Another issue the court sought to answer, having concluded Mr Jing to be a consumer, was whether the university’s IP Statute were ‘unfair’ within the meaning of the Unfair Terms in Consumer Contracts Regulations. The judge commented that he felt Mr Jing was defending the case to improve the position of students within the university, rather than doing so for personal benefit. ONI defended on grounds relating to fairness, wording, and implementation of the university’s IP policy.

Despite finding the IP policy to be poorly and too broadly worded, the judge ruled that the policy had been implemented fairly, especially in light of an IP Advisory Group meeting in 2017 that decided to amend the policy to improve its accuracy and ease of understanding and application. For comparison, the judge discusses other UK and US institutions and their share of equity in related inventions. In the US these range from 5% at Massachusetts Institute of Technology (MIT) to 100% at California Institute of Technology, and in the UK from 20% at the University of Cambridge to 67% at the University of Bath. These are however just headline figures; Cambridge for instance stating their share to be negotiable whilst there is nothing said of non-equity benefits received (such as research funding) due to promotion by an organisation such as OUI.

This case once again raises the question of ownership of invention. Although OUI did not challenge that Mr Jing alone devised the licensed IP, his position as an intern for seven months, prior to commencing his DPhil studies, and the unusual way in which he was employed (being contracted on a three month contract but paid for seven months) could have become a focal point within proceedings had ONI distinctly raised this issue. As it was, Mr Jing was under the university’s IP Statutes which at the time required equity to be split equally between the inventors and the university. The judge didn’t find this to be unfair, however it is interesting to note that Oxford University have since updated and modified their equity split in favour of inventors: the default equity split is 80% for founder researchers and 20% for the university with a 90/10 share being agreed in some situations.

The judge found that OUI’s equity split was within the range of other UK universities and that the concept behind the successful microscope design had been developed in an Oxford lab, by an Oxford professor and assisted by a team of researchers funded by research councils. OUI was therefore well within their right to claim their share of revenue due to the support they provided to ONI.

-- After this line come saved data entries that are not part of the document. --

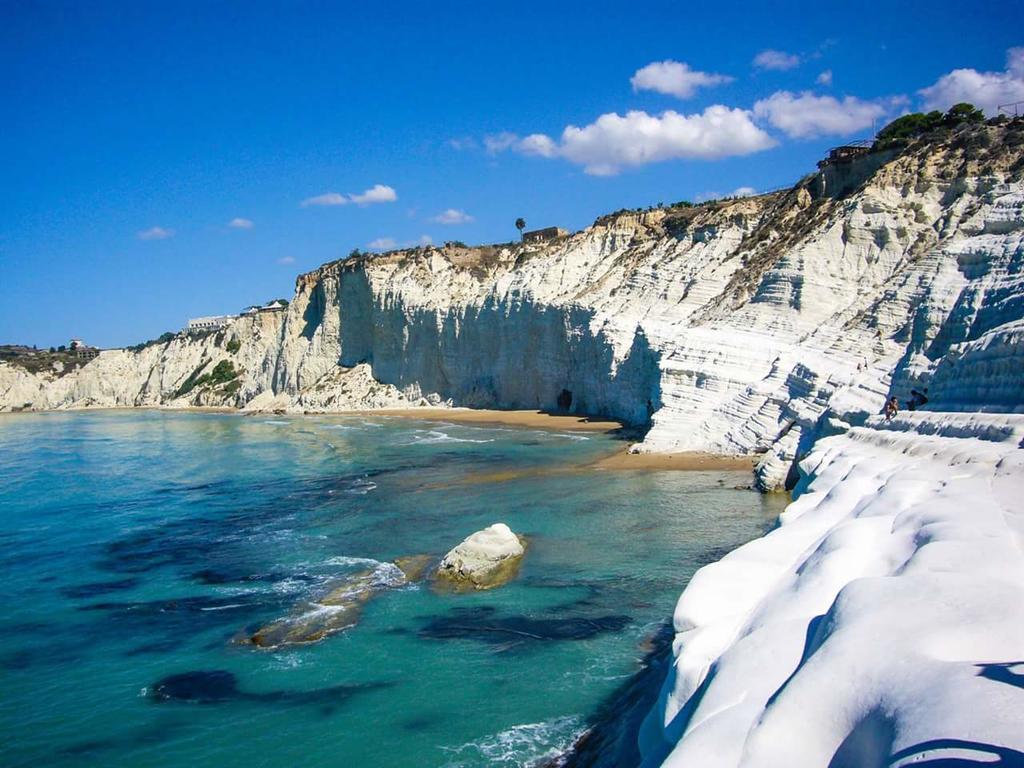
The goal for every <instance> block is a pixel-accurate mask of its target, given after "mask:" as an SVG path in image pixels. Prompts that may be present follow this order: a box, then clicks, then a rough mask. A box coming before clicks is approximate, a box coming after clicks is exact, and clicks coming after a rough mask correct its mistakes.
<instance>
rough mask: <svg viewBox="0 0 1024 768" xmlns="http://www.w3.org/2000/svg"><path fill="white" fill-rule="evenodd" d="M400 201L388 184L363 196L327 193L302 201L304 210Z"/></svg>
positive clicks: (306, 198) (392, 187)
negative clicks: (313, 207)
mask: <svg viewBox="0 0 1024 768" xmlns="http://www.w3.org/2000/svg"><path fill="white" fill-rule="evenodd" d="M397 199H398V195H397V194H396V193H395V190H394V188H393V187H391V186H388V185H387V184H374V185H373V186H371V187H370V188H369V189H367V190H366V191H364V193H362V194H361V195H352V194H349V195H341V194H340V193H327V194H325V195H317V196H316V197H315V198H306V199H305V200H303V201H302V203H301V205H302V207H303V208H308V207H309V206H343V205H348V204H349V203H355V204H356V205H360V206H368V205H372V204H374V203H393V202H394V201H396V200H397Z"/></svg>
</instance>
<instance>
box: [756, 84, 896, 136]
mask: <svg viewBox="0 0 1024 768" xmlns="http://www.w3.org/2000/svg"><path fill="white" fill-rule="evenodd" d="M897 100H898V99H897ZM897 100H894V99H889V101H888V105H887V104H886V103H883V102H882V101H863V100H861V99H859V98H856V97H855V96H847V97H845V98H844V99H843V100H842V101H841V100H840V99H838V98H836V97H835V96H817V95H815V94H814V93H812V92H810V91H804V92H803V93H791V92H790V91H776V92H775V93H773V94H771V95H770V96H769V97H768V98H763V99H761V100H760V101H757V102H756V103H755V104H754V115H755V116H756V117H758V118H759V119H761V120H767V121H768V123H770V124H771V125H772V126H773V127H775V128H777V129H779V130H780V131H782V132H783V133H784V134H785V135H787V136H788V137H790V138H814V137H817V136H845V135H848V134H850V133H853V132H854V131H858V130H862V129H864V128H870V127H871V124H872V123H873V122H874V121H876V120H878V119H879V118H881V117H883V116H884V115H886V114H887V113H888V112H889V109H890V106H891V105H892V104H894V103H896V101H897Z"/></svg>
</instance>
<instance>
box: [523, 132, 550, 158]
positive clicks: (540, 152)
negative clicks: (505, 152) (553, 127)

As a result, the judge found that OUI were entitled to the royalties from the success of ONI. The judgement here should however serve as a reminder to ensure any policy or agreement relating to IP is clear and understood by all parties involved. It further exemplifies the need to agree on IP ownership in an academic context, particularly when there may be a power imbalance between senior and junior members of a HE body.